VCIB has a maturing risk management program to help mitigate known risks and avoid future negative economic events (i.e. risk management policies that quantify risk tolerance via limits). Oversight committees like the Asset/Liability Committee and Risk Management Committee are in a strong position to monitor operations utilizing various policies and frameworks. A summary of VCIB’s ICAAP is submitted as required to OSFI for review and is periodically audited by VCIB’s internal audit team.

Quantitative disclosures

VCIB’s capital, risk weighted assets, and capital adequacy ratios are published by OSFI and are available through the following hyperlink:
Financial Data – Banks

4: Credit

Credit risk management

Credit risk is the risk of financial loss to VCIB if a customer or counterparty to a financial transaction fails to meet its contractual obligations. Credit risk arises primarily from the VCIB’s business activities from foreign exchange, credit and prepaid cards, and commercial lending. . VCIB is also exposed to other credit risks arising from investments in debt securities and other exposures arising from its investment activities (‘investment exposures’), including non-equity investment portfolio assets, derivatives and settlement balances with market counterparties.

VCIB manages, limits and controls concentrations of credit risk, where identified, to individual counterparties and industries. The Board, through the Risk and Conduct Review Committee, places limits on the amount of credit risk accepted in relation to one customer and/or sector.

Impairment of financial assets

VCIB assesses, at each reporting date, whether there is objective evidence that a financial asset or group of financial assets is impaired.
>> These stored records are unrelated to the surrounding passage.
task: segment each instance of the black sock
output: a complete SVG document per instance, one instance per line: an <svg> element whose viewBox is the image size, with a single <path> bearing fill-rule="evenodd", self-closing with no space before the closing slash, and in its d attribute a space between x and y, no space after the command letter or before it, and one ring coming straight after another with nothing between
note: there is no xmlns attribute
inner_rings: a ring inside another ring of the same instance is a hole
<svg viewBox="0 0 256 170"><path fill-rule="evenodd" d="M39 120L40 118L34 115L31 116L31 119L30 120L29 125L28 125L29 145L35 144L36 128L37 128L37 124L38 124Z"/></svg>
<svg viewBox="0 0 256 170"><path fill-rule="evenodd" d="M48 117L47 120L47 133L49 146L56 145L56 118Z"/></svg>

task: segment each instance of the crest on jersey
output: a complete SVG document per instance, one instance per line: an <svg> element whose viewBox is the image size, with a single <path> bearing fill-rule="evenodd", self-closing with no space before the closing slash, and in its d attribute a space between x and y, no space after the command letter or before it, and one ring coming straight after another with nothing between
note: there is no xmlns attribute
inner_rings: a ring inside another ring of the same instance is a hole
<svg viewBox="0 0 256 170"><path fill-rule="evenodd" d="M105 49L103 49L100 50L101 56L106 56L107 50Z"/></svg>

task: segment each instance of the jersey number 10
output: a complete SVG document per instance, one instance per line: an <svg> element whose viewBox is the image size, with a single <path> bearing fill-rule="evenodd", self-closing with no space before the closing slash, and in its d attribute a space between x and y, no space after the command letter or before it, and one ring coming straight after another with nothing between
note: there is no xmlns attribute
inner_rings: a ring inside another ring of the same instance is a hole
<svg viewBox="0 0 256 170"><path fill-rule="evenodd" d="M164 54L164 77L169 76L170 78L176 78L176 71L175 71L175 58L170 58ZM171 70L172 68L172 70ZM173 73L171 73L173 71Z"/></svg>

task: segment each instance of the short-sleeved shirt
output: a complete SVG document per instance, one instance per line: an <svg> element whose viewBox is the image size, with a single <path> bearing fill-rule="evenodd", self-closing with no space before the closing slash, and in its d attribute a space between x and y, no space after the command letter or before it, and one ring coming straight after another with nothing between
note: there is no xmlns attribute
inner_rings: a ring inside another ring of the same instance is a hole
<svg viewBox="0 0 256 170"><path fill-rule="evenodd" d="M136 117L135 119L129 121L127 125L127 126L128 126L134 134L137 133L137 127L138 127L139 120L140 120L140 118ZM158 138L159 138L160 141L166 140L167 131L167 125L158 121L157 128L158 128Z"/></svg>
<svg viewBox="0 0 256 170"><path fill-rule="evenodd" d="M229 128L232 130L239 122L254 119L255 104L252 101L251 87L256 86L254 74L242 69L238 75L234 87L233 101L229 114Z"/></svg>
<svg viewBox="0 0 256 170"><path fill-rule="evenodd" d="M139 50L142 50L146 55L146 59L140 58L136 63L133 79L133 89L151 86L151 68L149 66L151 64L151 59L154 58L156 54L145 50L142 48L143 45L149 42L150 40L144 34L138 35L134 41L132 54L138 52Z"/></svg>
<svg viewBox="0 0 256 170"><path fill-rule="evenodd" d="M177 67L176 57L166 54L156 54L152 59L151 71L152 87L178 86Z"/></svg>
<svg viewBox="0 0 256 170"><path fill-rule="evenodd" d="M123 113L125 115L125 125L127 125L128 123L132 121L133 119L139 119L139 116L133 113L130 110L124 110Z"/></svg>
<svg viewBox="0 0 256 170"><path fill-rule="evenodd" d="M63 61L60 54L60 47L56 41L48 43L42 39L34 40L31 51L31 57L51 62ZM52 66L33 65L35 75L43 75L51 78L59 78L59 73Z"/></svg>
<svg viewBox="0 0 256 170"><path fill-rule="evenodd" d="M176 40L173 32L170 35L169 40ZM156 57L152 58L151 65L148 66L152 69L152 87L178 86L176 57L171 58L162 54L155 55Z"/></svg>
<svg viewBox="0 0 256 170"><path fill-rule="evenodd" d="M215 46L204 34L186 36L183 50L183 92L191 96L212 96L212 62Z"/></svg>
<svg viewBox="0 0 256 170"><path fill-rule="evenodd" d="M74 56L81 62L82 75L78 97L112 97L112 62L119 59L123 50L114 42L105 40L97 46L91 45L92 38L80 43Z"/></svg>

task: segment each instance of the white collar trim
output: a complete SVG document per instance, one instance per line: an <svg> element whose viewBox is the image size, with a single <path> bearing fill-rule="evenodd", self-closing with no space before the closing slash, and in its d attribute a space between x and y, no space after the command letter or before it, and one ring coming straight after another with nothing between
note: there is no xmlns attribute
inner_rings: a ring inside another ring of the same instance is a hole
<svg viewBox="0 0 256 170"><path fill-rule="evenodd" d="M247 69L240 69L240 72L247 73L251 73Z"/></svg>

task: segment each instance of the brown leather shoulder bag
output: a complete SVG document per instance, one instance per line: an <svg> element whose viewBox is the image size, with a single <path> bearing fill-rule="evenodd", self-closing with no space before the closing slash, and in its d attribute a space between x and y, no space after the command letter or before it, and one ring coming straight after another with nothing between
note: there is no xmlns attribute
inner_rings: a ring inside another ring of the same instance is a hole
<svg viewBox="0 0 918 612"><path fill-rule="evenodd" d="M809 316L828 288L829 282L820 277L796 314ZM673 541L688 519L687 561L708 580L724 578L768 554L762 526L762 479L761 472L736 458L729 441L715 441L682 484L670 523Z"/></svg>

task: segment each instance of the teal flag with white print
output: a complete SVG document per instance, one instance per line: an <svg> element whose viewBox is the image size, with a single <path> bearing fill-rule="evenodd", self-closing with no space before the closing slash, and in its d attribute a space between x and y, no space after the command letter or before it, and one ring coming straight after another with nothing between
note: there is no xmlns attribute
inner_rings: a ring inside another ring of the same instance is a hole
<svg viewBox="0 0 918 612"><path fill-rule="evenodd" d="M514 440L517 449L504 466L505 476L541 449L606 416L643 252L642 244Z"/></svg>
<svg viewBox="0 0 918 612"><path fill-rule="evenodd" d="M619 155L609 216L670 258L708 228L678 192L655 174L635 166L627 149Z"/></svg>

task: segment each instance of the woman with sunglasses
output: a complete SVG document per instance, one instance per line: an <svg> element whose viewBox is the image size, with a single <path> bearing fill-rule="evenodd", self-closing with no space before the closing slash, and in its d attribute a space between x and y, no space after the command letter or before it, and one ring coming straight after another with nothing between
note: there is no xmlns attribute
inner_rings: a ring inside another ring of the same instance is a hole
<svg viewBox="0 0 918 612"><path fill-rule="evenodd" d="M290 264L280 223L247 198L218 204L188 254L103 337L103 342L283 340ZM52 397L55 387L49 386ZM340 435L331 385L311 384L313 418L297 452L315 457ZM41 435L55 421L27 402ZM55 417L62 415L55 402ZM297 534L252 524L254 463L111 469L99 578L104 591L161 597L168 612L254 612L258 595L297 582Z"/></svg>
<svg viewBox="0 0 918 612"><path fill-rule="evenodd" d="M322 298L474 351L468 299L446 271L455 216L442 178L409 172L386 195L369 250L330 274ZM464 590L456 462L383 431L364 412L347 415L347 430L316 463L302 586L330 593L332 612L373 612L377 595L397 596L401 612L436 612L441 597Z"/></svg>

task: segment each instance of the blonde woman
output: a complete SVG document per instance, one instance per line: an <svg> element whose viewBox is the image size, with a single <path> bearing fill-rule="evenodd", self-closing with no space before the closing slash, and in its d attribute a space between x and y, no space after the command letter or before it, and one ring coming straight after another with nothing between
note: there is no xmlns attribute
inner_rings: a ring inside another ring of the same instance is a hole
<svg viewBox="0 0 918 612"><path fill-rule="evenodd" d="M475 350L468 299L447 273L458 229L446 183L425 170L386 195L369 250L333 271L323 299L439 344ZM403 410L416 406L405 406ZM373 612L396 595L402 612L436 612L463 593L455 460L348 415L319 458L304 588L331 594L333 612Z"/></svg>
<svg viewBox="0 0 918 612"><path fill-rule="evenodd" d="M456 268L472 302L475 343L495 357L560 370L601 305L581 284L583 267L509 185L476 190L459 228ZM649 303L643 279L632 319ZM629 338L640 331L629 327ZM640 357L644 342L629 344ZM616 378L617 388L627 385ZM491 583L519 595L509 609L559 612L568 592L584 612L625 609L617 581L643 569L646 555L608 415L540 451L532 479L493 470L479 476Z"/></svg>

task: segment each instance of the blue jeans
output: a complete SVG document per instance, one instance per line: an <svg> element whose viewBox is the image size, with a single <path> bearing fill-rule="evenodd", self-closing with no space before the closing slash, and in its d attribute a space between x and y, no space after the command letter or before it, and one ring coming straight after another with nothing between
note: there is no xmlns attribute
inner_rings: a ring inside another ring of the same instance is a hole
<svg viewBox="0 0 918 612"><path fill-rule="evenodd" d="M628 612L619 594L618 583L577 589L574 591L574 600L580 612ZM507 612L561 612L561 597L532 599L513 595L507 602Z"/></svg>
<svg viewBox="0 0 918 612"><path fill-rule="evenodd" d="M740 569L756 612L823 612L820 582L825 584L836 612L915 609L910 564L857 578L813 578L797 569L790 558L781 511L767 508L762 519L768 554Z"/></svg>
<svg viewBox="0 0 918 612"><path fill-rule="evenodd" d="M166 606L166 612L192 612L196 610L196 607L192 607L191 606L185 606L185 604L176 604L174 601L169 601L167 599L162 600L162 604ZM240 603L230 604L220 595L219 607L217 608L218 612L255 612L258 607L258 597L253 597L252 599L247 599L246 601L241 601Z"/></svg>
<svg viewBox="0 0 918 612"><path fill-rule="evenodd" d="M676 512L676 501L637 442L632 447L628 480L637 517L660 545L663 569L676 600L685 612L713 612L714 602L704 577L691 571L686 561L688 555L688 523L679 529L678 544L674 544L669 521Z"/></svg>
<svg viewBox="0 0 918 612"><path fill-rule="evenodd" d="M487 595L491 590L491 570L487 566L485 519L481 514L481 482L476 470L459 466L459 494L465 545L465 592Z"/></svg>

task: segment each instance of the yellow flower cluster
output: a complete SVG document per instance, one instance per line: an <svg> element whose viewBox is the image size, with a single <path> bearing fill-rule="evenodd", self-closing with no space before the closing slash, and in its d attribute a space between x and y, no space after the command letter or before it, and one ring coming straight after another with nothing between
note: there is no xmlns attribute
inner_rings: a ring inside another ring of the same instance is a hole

A financial asset or a group of financial assets is impaired and impairment losses are recorded only if there is objective evidence of impairment as a result of one or more events that occurred after the initial recognition of the asset (a loss event) and the event(s) has (have) an impact on the estimated future cash flows of the financial asset or group of financial assets that can be reliably estimated.

Objective evidence that financial assets are impaired can include significant difficulty of the borrower or issuer, default or delinquency by a borrower, restructuring of a loan or advance by VCIB on non-market terms that VCIB would not otherwise consider, indications that a borrower or issuer will enter bankruptcy, the disappearance of an active market for a security, or other observable data relating to a group of assets such as conditions that correlate with defaults in the group.

For the purposes of an individual evaluation of impairment, the amount of the impairment loss on a fixed rate financial instrument is measured as the difference between the asset’s carrying amount and the present value of future cash flows discounted at the financial asset’s original effective interest rate. That carrying amount of the asset is reduced through the use of an allowance account and the amount of the loss is recognized in the consolidated statement of income. If a loan has a variable interest rate, the discount rate for measuring any impairment loss is the effective interest rate determined under the contract. The calculation of the present value of the cash flows that may result from foreclosure less costs for obtaining and selling the collateral, whether or not foreclosure is probable.

For the purposes of a collective evaluation of impairment, financial assets are categorized on the basis of similar credit risk characteristics. Those characteristics are relevant to the estimation of future cash flows for groups of such assets by being indicative of the counterparties’ ability to pay all amounts due according to the contractual terms of the assets being evaluated. Future cash flows in a group of financial assets that are collectively evaluated for impairment are estimated on the basis of historical loss experience for assets with credit risk characteristics similar to those in the group, taking into account cure rates, work out costs, and discount factors.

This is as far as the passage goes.